O governo indiano foi mais longe e também se ofereceu para reduzir suas tarifas de 50% em grandes motocicletas fabricadas pela Harley-Davidson, um imposto que irritou particularmente Trump, que rotulou a Índia de “rei das tarifas”. A mudança seria em grande parte simbólica, porque poucas motocicletas são vendidas na Índia.

Incógnita

Não se sabe ao certo se as ofertas da Índia serão suficientes para satisfazer o representante comercial dos EUA, Robert Lighthizer, que cancelou os planos de uma viagem à Índia nesta semana. Em vez disso, ele manteve conversas por telefone com o ministro do Comércio indiano, Piyush Goyal. A indústria de laticínios dos EUA permaneceu cética na quinta-feira de que um acordo viável está próximo.

Michael Dykes, presidente da International Dairy Foods Association e membro do comércio agrícola, disse à Reuters que o setor está “sempre procurando acesso ao mercado, mas em termos da Índia, a partir de hoje não tenho conhecimento de nenhum progresso real”.

Há ainda a questão da lei de privacidade. O parlamento indiano está revendo um projeto de lei de privacidade de dados que impõe controles rigorosos sobre os fluxos de dados além-fronteiras e dá ao governo poderes para buscar dados de usuários de empresas.

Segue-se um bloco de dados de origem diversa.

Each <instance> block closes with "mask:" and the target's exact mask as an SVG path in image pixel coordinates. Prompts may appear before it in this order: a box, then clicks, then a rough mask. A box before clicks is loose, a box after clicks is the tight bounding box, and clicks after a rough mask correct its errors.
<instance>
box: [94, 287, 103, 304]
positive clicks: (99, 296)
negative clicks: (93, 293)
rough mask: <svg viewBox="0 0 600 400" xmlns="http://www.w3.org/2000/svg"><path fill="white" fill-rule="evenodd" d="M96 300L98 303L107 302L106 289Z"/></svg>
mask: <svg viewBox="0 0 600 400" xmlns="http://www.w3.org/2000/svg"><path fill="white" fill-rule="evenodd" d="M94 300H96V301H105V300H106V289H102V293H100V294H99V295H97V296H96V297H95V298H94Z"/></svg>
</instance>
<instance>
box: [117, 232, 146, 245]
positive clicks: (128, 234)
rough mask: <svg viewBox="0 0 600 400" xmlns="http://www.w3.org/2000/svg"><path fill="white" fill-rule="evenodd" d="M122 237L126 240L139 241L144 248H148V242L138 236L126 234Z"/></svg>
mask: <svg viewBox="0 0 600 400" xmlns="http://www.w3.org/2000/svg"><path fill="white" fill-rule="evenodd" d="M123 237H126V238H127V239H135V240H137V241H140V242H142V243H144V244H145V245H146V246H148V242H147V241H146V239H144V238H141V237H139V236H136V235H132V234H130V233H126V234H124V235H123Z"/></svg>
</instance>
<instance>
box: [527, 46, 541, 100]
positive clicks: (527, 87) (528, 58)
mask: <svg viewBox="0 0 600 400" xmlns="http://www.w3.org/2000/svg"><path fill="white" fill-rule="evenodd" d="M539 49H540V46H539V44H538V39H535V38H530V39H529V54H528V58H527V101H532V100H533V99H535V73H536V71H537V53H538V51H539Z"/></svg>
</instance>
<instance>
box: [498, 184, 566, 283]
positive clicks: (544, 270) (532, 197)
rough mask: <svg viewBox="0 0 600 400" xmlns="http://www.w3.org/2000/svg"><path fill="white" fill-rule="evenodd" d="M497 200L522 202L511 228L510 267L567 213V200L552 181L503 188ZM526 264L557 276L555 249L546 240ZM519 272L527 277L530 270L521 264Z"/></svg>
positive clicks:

Não está claro se será aprovado ou de que forma, mas as possibilidades enervaram as empresas norte-americanas e podem aumentar os requisitos de conformidade para Google, Amazon e Facebook. O projeto de lei não faz parte das discussões comerciais, dizem as autoridades indianas, porque a questão é muito difícil de resolver.

“O artigo sobre privacidade e localização será apresentado de forma independente e em conjunto com as discussões comerciais”, disse à Reuters uma fonte de Washington com conhecimento do pensamento do governo dos EUA.

Já Trump parece muito mais otimista: “se pudermos fazer o acordo certo, faremos”, disse ele a repórteres, na terça-feira (11).